Wenn also nicht die Rakete, dann zurück zur Kanone? Schon in den 1960er Jahren experimentierten der kanadische Ingenieur Gerald Bull und das US-Verteidigungsministerium im Projekt HARP mit großen Navy-Geschützen. Zwar erreichte man Höhen von 180 km, aber für ein Einschwenken in eine Erdumlaufbahn war das Geschoss zu langsam. Spätere Projekte des Lawrence Livermore National Laboratory erreichten mit Leichtgaskanonen höhere Geschwindigkeiten, aber immer noch nicht die benötigten 7,8 km/s. Vorteile des Kanonen-Systems sind, dass keine Klimagase in höhere Atmosphärenschichten gelangen und bodennah entstehende Feinstäube etc. sogar weitgehend abgesaugt werden könnten. Nachteile sind die geringe, räumlich begrenzte (Rohrdurchmesser!) Nutzlast, die mangelnde Geschwindigkeit und die hohe Beschleunigung beim Abschuss, die diese Startmethode für Elektronik schwierig und für Menschen unmöglich macht. Die beiden letzteren Punkte ließen sich vielleicht durch ein System wie die V3 (S.13 f.) beheben, indem an einem überlangen Geschützrohr immer weitere, seitliche Treibladungen gezündet werden, sobald das Geschoss diese passiert hat.
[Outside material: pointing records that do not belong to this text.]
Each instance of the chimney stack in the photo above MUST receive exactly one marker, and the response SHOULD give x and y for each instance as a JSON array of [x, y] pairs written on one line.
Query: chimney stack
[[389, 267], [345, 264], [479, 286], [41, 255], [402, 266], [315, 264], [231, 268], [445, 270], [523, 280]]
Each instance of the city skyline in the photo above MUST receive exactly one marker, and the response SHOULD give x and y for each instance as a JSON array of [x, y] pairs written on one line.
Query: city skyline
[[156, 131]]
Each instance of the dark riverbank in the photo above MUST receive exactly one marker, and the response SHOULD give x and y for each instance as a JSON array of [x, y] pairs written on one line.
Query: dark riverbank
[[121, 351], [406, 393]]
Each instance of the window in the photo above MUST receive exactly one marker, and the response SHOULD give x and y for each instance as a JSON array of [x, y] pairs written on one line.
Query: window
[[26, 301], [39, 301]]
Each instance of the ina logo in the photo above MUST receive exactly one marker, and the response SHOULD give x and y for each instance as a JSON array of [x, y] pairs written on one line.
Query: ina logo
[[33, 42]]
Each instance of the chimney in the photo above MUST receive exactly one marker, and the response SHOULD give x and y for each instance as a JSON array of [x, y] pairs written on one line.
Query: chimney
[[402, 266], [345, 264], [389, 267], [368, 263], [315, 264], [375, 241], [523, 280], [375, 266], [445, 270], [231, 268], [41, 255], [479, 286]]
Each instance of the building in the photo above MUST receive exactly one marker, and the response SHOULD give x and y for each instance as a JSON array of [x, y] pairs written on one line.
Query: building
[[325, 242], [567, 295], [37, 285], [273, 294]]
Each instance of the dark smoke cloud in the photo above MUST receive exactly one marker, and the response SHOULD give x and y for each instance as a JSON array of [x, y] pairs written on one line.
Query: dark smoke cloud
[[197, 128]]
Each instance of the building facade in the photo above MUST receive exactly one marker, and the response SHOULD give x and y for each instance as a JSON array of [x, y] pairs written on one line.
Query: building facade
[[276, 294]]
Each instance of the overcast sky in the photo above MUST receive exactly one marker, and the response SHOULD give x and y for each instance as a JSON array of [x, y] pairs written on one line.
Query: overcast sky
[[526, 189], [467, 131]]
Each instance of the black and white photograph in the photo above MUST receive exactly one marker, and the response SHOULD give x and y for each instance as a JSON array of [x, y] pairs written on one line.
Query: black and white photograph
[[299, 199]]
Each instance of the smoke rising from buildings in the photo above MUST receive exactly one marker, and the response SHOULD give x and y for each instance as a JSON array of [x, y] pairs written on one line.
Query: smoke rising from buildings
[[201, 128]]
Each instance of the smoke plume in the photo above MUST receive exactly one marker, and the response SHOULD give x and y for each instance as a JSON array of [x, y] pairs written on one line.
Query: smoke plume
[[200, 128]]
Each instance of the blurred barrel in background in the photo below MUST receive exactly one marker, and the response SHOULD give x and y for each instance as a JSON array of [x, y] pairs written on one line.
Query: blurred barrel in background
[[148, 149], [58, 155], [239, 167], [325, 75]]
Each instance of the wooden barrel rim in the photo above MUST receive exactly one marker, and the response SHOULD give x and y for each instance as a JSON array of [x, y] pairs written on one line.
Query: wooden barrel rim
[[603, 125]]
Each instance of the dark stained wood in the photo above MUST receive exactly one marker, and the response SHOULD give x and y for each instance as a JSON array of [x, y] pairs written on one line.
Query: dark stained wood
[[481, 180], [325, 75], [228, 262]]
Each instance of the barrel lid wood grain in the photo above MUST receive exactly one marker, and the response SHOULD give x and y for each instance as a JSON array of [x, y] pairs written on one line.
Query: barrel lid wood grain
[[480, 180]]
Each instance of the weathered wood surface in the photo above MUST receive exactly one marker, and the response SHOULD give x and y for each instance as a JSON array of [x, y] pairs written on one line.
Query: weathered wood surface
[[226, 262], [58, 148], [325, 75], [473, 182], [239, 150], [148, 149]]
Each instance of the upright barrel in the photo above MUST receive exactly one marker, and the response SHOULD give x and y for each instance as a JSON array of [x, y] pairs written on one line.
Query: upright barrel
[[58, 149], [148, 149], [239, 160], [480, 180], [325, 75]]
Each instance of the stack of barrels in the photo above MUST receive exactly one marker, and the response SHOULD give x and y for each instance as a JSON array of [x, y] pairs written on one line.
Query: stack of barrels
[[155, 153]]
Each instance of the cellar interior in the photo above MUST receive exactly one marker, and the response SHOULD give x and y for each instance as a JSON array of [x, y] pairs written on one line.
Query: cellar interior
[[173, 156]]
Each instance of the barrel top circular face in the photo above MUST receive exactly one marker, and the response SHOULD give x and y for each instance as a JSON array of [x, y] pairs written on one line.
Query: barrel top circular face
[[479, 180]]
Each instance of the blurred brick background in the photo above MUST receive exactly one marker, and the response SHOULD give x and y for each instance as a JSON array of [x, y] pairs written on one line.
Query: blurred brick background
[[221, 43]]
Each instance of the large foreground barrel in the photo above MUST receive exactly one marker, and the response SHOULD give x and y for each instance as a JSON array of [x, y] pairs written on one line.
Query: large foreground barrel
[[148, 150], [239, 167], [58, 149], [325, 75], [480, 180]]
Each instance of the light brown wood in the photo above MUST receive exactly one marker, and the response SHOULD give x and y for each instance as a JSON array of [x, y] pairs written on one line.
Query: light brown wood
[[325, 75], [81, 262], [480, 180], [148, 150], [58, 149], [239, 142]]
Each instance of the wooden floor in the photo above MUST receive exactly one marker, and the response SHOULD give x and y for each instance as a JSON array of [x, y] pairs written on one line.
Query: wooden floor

Eine weitere Option sind eine Art elektrische Kanone bzw. Katapult/Schlitten, auch Coilgun oder Railgun genannt. Sie sollen Geschwindigkeiten von ca. 20 km/s erreichen, wären also sowohl für Flüge in einen Erdorbit geeignet als auch nach außerhalb. Allerdings ist zu bedenken, dass die Geschwindigkeit erst einmal durch den Luftwiderstand sinkt, sobald das Raumfahrzeug den elektrischen Leiter verlassen hat. Zudem brauchen solche Startanlagen kilometerlange Schienen, um die Beschleunigung pro Sekunde für Menschen erträglich zu halten. Ähnliche Verfahren wie die auf Flugzeugträgern eingesetzten Dampfkatapulte können die erforderlichen Geschwindigkeiten bei weitem nicht erreichen.
Eine weitere, derzeit allerdings noch nicht technisch umsetzbare Idee ist ein Weltraumlift, bei dem ein Seil von einem in 40.000 km Höhe geostationär positionierten Satelliten herabgelassen und an einer Bodenstation befestigt wird, um dann an diesem Seil kostengünstig und mit wenig Energie Lasten in den Weltraum zu befördern. Diese seit ca. 60 Jahren diskutierte und erforschte Methode scheitert bis heute an den fehlenden Materialien für ein entsprechend hochfestes Seil.
Weitere Antriebsverfahren wie die elektrischen Raumfahrtantriebe eignen sich nur für Bahnkorrekturen von Satelliten im Weltraum oder sind Energiesparmodelle wie die Vater-und-Sohn-Systeme (Huckepack-Verfahren), zu denen u.a. das deutsche Sänger-Projekt gehört.
Die wenigen bisherigen Optionen für eine klimaneutrale Raumfahrt machen deutlich, dass hier eine wirkliche technische Herausforderung liegt, und dass der immer wieder gehypte Weltraumtourismus wohl ein Wunschtraum bleiben wird.